Сгибания рук на бицепс с собственным весом .
Обычные завитки с использованием ведер, бочонков, пакетов, банок, кувшинов и т. Д.заполнены чем угодно, или полосами.
Сгибания рук на бицепс с отягощением ног (1:21). Вы также можете использовать веревку, цепь, трос и т. Д.
Концентрированные сгибания ног с сопротивлением ногам (0:51). Вы также можете использовать веревку, цепь, трос и т. Д.
Двусторонние сгибания рук на бицепс с отягощением ног (4:55). Не округляйте поясницу! возьмите достаточно длинное полотенце, если нужно, чтобы этого избежать. Вы также можете использовать веревку, цепь, трос и т. Д.
ТРИЦЕПС:
КЛЕЙКИ И КЛЕЙКИ:
[Квадроцикл, уровень 1] Воздушные приседания .Если вы используете его в качестве начального упражнения, просто следуйте инструкциям в видео и не обращайте внимания на следующее. Если вы используете его в качестве легкой вариации, для суперсета или финишера, следуйте этим советам: поддерживайте полностью вертикальный торс, поднимая руки вперед во время спуска, и добейтесь полного растяжения квадрицепсов до точки, где икры и подколенные сухожилия прижимаются друг к другу, при необходимости для этого встаньте на цыпочки (что? святотатство! Да, с нагруженной штангой на спине или если вы очень слабы, то здесь это не проблема).Начните с изометрического сжатия квадрицепсов, затем замедлите темп, сделайте паузу, взорвитесь, зафиксируйте колени, не делайте паузы, не отпускайте сильное сокращение квадрицепсов с самого начала, вернитесь вниз; он будет гореть. Вы можете погрузить лишний вес в рюкзак или за что-то ухватиться руками (сделав присед с кубком).

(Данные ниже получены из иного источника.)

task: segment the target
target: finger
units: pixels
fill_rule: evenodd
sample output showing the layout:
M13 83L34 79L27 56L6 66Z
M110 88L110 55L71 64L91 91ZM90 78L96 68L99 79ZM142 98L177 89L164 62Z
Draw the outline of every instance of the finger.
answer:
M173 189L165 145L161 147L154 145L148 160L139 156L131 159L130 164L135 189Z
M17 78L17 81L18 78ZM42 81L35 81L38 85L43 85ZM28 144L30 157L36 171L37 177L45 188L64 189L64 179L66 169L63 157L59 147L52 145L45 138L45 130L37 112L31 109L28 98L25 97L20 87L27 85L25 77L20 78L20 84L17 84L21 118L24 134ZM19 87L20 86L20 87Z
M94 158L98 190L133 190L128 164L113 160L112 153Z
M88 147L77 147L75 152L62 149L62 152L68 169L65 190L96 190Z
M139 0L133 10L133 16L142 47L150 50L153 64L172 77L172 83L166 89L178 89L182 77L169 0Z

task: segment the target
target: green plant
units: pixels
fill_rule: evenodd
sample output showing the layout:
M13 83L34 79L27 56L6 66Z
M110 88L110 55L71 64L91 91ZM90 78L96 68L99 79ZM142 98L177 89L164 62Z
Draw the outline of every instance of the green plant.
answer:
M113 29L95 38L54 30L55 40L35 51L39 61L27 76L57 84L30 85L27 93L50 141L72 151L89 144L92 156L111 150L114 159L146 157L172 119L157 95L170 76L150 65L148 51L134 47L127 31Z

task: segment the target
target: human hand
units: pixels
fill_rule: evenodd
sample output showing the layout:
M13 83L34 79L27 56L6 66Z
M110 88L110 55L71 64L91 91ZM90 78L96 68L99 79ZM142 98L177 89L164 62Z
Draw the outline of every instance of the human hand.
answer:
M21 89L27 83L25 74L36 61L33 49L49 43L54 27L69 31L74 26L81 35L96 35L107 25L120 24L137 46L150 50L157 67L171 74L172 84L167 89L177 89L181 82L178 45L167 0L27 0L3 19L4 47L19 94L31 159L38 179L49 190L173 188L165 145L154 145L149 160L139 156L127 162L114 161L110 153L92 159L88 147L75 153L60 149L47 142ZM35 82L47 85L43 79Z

[Четверное соединение, уровень 2] Обратные выпады .
[четырехуровневый составной уровень 2] Повышение квалификации .Чем выше ступенька, тем лучше. Закончите подход одной ногой, затем перейдите к другой ноге.
[Квадроцикл, уровень 3] Болгарские сплит-приседания . Сделайте медленное контролируемое снижение, погрузитесь глубоко, сделайте паузу на полсекунды, взорвитесь.
[Четвертое соединение, уровень 4] Сисси приседает .
[Квадроцикл, уровень 5] Сисси-приседания с сопротивлением трению .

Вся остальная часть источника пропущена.